Un ultimo elemento ha permesso il ritorno della fiducia sull'euro: gli investitori sono ormai molto preoccupati del rallentamento della crescita americana, che fa temere un ritorno della recessione. Senza contare che diversi stati americani sono sull'orlo del fallimento, come l'Illinois, la California, l'Ohio, il Michigan, la Florida o il New Jersey. I mercati si stanno rendendo conto che la situazione di bilancio degli Stati Uniti (ma anche quella della Gran Bretagna) è molto più grave di quella della Grecia o della Spagna, poiché il loro debito pubblico rischia di raggiungere livelli insostenibili entro i prossimi trenta anni anche se adotteranno politiche di rigore (fra il 300 e il 500 per cento del Pil, secondo alcuni studi per la Gran Bretagna, e fra il 200 e il 430 per cento per gli Stati Uniti).

Tuttavia i mercati rimangono sul piede di guerra, come mostra il livello dei tassi di interesse dei credit default swap di diversi paesi della zona euro, le assicurazioni stipulate dai finanziatori per garantirsi contro un eventuale fallimento dello stato. Questo significa che i mercati continuano a pensare a un fallimento della Grecia, dell'Irlanda, della Spagna o del Portogallo. "La crisi del debito sovrano sarà completamente terminata solo fra tre anni", la durata prevista per il Fsf, osserva Laurence Boone. Nel frattempo i mercati controlleranno con attenzione i progetti di bilancio 2011 degli stati membri pubblicati in autunno: "Ci vorrà del rigore, ma bisognerà anche evitare la recessione", avverte Boone. (traduzione di Andrea De Ritis)

Spagna-Portogallo-Grecia

Le banche appese ai risultati

I risultati degli stress sono attesi con particolare trepidazione da due paesi: la Grecia, che cerca di scongiurare il rischio di fallimento, e la Spagna, il cui settore bancario sembra più esposto al rischio di entrare in crisi. Prima della pubblicazione dei risultati, El País anticipa il possibile fallimento del test da parte di molte banche spagnole e la necessità forte di una ricapitalizzazione, ma si dice allo stesso tempo convinto che "le istituzioni più eminenti [in modo particolare Banco di Santander e Bbva] otterranno un buon risultato".

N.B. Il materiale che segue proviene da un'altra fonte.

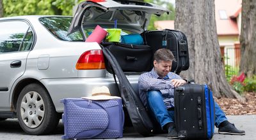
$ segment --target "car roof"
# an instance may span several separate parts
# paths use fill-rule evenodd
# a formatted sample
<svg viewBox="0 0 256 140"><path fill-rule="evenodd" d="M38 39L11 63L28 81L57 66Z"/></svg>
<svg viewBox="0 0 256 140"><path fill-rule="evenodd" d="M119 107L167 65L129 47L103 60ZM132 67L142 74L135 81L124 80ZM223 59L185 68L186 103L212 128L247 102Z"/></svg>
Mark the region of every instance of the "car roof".
<svg viewBox="0 0 256 140"><path fill-rule="evenodd" d="M13 17L2 17L0 18L0 20L15 20L15 19L27 19L27 20L32 20L32 19L38 19L41 17L72 17L71 16L63 16L63 15L20 15L20 16L13 16Z"/></svg>

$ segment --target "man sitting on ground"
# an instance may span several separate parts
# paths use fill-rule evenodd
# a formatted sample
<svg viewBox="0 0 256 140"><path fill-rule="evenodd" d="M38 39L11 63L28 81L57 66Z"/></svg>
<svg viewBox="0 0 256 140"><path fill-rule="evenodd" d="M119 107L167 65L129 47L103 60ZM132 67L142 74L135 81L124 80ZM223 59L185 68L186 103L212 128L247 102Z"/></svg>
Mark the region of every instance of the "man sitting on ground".
<svg viewBox="0 0 256 140"><path fill-rule="evenodd" d="M178 138L174 125L174 87L187 83L179 75L170 72L174 57L166 48L159 49L154 55L154 68L140 75L139 78L140 97L144 105L154 113L163 129L168 131L168 138ZM244 135L230 123L224 112L215 103L215 125L219 134Z"/></svg>

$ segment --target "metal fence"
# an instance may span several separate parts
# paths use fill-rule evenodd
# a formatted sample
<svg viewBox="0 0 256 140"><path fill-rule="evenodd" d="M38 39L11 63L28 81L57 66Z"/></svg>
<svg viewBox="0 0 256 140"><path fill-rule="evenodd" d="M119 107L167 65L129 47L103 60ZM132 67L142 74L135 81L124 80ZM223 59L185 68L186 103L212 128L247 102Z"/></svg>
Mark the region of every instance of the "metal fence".
<svg viewBox="0 0 256 140"><path fill-rule="evenodd" d="M225 48L224 58L226 76L238 74L241 60L240 48Z"/></svg>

Per rassicurare i mercati "il settore bancario spagnolo si è messo a disposizione" più di quello europeo nel suo insieme, nota Público. Il 95 per cento degli istituti spagnoli è stato sottoposto al test, contro una media del 50 per cento negli altri paesi. Público sostiene che il sistema bancario europeo è stato "flagellato" negli ultimi mesi dai mercati internazionali, e che il governo e la Banca di Spagna, "spinti dagli stessi istituti bancari", hanno voluto dimostrare che il settore "gode di buona salute".

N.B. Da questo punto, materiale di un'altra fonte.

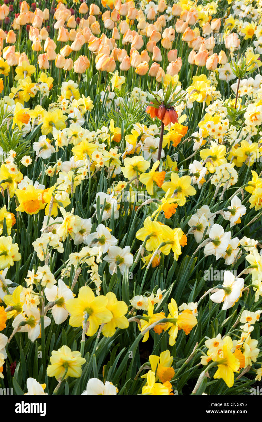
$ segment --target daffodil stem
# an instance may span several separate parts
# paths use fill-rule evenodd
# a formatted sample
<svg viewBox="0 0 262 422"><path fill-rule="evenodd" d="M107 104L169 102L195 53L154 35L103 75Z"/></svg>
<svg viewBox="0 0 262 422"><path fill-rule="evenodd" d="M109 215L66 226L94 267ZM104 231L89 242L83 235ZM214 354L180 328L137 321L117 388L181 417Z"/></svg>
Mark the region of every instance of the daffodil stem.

In Grecia, Kathimerini anticipa che passeranno il test soltanto sei banche, ovvero l'85 per cento del sistema bancario, e di conseguenza sarà necessario "rivedere al ribasso le stime positive per l'economia del paese". Gli istituti greci sono più esposti dei loro omologhi europei, prosegue il quotidiano, perché possiedono una buona fetta dei titoli di uno stato che è ancora in crisi profonda. Si tratta di una situazione che favorirà la costituzione di grandi gruppi, con le banche più solide che finiranno per rilevare le più deboli.